#HeForShe – Col Jez Robinson

Colonel Jez Robinson took up the post of Chief of Staff Army Futures in June 2022; he manages business across Directorate, which specialises in three thematic areas – Concepts, Innovation and Strategic and Capability Plans.  Army Futures also focuses on research, experimentation and innovation, and sets the strategic ‘aiming point’ for the British Army’s future. 

Until October 2021 he commanded 23 Parachute Engineer Regiment (650 soldiers), deploying on several overseas deployments, including Op PITTING: the evacuation of Kabul in August 2021. He has also commanded at Squadron (150 soldiers) and Troop (40 soldiers) level since 2003.  In key military staff posts he has held jobs in the Ministry of Defence in the strategic policy and plans areas and as a procurement lead for a £500m equipment portfolio.  He has attended the Advanced Command Staff Course (a year-long residential strategic thinking and Masters level postgraduate course) and worked as the lead planner in Army Headquarters UK contingency and resilience operations (support to police, flooding, strikes, general public). He has deployed on multiple operational tours to Iraq and Afghanistan and deployed to numerous other countries around the world for short to medium term tasks. 

Educated at Keble College, Oxford, Cranfield University, and King’s College London, he holds a MA, BEng and PG Dip and is a Fellow of the Institute of Royal Engineers. He lives in Woodbridge, Suffolk, with his wife Pip, a teacher, and their three young boys. Hobbies include sailing, squash, skiing and rugby, when his ailing body allows.

Did you ever sit down and plan your career?

Sort of – In the military we routinely discuss our careers with line managers throughout a reporting year and career managers at certain stages of our career.  Usually, we might look 3-5 years out in detail and probably no further than 10 years in outline.  So did I have a 25 year plan when I joined at 18 years old? – definitely not, I was just excited by the next few years ahead, but is this realistic or even helpful at such an early stage? 

Have you faced any challenges along the way? 

Many – While I have faced many multi-faceted and complex challenges against pressures of time or threat to life, I have generally found that teamwork, training and the support of brilliant people have helped me adapt and overcome.  Some of the most complex challenges have been those with a people dimension and not while deployed on operations.  Our people are our greatest asset and yet most precious at the same time – our people need caring and nurturing to sustain then and get the best results.  We neglect our people at our peril.   

What one thing do you believe has been a major factor in you achieving success? 

Success is relative but I would say: humility and always having the time for people, no matter how busy you are – make the brews and stay grounded.  
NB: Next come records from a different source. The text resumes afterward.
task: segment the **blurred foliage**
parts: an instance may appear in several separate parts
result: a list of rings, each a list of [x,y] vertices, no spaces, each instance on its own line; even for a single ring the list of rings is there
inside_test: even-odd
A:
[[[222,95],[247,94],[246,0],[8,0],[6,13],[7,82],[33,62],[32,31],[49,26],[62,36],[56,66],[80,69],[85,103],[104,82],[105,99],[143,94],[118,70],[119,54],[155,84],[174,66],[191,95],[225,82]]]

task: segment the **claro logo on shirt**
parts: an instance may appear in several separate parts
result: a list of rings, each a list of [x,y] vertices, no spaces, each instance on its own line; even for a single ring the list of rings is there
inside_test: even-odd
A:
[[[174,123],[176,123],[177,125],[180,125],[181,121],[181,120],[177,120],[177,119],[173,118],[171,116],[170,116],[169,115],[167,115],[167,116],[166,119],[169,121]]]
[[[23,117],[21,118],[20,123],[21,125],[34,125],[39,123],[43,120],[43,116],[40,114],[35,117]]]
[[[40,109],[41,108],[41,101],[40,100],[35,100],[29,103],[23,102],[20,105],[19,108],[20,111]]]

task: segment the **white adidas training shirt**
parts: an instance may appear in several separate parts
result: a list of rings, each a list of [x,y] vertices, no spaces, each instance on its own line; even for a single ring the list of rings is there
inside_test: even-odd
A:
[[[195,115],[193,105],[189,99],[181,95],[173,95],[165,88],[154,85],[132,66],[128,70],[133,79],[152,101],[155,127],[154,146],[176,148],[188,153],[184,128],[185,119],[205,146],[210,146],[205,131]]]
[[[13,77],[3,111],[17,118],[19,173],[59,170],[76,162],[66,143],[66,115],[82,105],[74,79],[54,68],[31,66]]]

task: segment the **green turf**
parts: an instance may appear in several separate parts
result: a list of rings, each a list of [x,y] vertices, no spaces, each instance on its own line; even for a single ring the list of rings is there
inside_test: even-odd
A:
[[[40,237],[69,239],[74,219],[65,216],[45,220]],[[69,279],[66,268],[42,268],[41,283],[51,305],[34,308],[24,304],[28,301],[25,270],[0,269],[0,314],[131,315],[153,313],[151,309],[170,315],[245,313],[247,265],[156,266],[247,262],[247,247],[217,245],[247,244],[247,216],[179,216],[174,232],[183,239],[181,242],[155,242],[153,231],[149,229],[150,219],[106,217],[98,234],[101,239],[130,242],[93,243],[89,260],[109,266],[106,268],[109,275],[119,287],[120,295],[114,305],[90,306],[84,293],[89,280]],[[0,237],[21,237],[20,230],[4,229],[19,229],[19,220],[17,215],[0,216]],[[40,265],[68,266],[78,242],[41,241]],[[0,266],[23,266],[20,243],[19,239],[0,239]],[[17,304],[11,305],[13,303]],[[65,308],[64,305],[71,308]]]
What more can be done to help diversity and inclusion in the workplace, particularly within the Armed Forces?

A difficult area to answer simply because every part of Defence is different and faces different challenges.  Looking after your team’s mental and physical health is of utmost importance and where I personally spend much of my own efforts.  Inclusive behaviours start at the top through our actions and deeds and is something that we must work hard to improve every day.  Acceptance, forgiveness and learning from each other is equally important. 

Why do you think it’s important for men to support gender equality in the workplace?
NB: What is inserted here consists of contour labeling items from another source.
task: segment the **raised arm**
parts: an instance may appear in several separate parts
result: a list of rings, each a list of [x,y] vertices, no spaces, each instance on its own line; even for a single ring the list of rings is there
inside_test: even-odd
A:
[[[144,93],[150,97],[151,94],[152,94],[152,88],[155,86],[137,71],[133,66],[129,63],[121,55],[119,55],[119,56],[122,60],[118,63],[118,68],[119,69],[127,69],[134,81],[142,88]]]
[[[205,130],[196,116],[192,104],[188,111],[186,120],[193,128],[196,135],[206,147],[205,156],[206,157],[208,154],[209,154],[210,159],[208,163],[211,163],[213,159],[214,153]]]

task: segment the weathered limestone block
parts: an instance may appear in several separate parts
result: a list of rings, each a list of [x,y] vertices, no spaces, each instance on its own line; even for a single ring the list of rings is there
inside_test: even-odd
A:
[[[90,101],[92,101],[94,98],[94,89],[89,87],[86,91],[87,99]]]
It is essential – If we do not understand the perspective and viewpoint of others (not just gender) then we can’t ever hope to evolve and become better as a team.  Often it is the unknown unknowns, that people are not even aware of, that can unbalance us.
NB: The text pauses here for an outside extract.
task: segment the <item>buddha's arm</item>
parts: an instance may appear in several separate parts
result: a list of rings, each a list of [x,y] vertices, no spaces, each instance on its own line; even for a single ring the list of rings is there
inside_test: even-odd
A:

What is your next challenge and what are you hoping to achieve in the future?

Getting the work/life balance right and privileging the important over the urgent, except in those rare occasions when it is both.  I want to continue to fight for our people in the workplace – Protect people’s time to allow us to think and do more and in doing so make us a more effective and efficient organisation that improves the lives of our people and the outputs of Defence.  


Colonel Jez Robinson’s insights shed light on the dynamic journey of a military career marked by adaptability, teamwork, and a commitment to excellence. His reflections on career planning underscore the importance of embracing opportunities as they arise while remaining grounded in humility and a genuine connection with others.

Throughout his career, Colonel Robinson has navigated diverse challenges, highlighting the pivotal role of inclusive leadership and prioritising the well-being of personnel. His emphasis on nurturing a supportive environment underscores the ongoing effort required to foster diversity and inclusion, particularly within the Armed Forces.

Moreover, Colonel Robinson emphasises the imperative for men to champion gender equality in the workplace, recognising its intrinsic value in fostering a culture of understanding and collaboration.

Looking ahead, Colonel Robinson’s focus remains on achieving a harmonious work-life balance and advocating for measures that empower individuals to thrive. His dedication to protecting time for reflection and fostering a culture of innovation underscores his commitment to driving positive change within Defence.

As we conclude this insightful interview, we are reminded of the profound impact that inclusive leadership and a commitment to diversity can have in shaping a brighter future for all.